Bunları nereden öğrenmiş olabilir ki, diye geçirdi içinden Wallander. Öte yandan da Björk’ün neden bunları doğrulamadığına şaşıyordu. Gazeteci aslında haklıydı. Gerçekler açıkça ortadayken neden bunları göz ardı ediyordu?

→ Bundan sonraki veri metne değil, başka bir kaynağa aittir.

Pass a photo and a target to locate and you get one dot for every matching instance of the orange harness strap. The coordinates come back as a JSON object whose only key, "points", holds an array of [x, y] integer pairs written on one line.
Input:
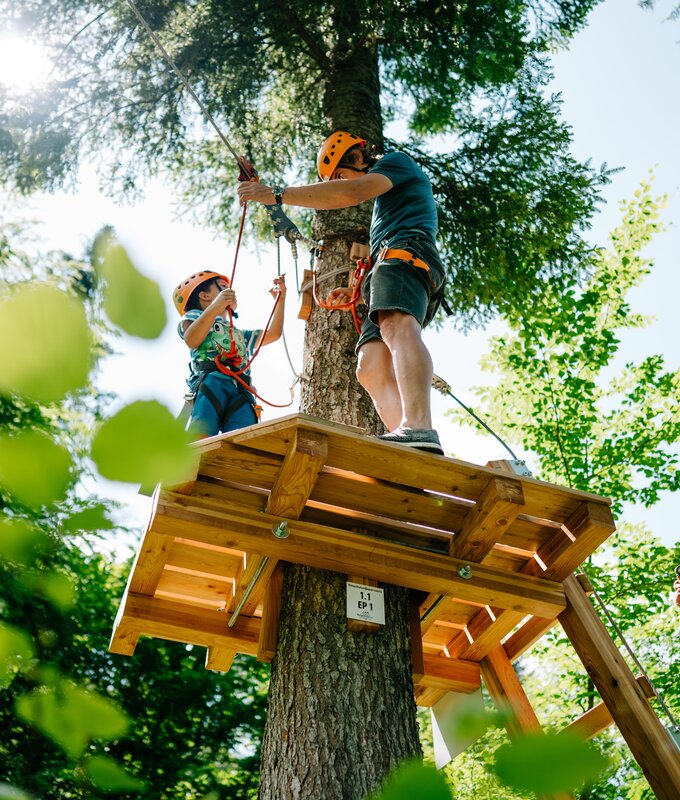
{"points": [[363, 266]]}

“Bay Wallander’in de az önce söylediği gibi o iki adamın kimliklerini henüz saptamadık,” dedi Björk. “Zaten bu yüzden de kamuoyundan yardım istiyoruz. Basının kamuoyunun dikkatini çekmesi için bize yardım edeceğini umuyoruz.”
Genç gazeteci abartılı bir şekilde not defterini ceketinin cebine koydu.
“Geldiğiniz için teşekkür ederim,” dedi Björk.
Kapının önünde Wallander, Ystads Allehanda’dan gelen kadın gazeteciyi bir kenara çekti.
“Bu gazeteciyi tanıyor musun?” diye sordu.
“Hayır. Daha önce onu hiç görmedim. Söyledikleri doğru muydu?”
Wallander karşılık vermedi ve Ystads Allehanda’dan gelen gazeteci de onu sıkıştırmayacak kadar kibar biriydi.
“Kendini neden temize çıkarmadın?” diye sordu Wallander koridorda Björk’ü yakaladığında.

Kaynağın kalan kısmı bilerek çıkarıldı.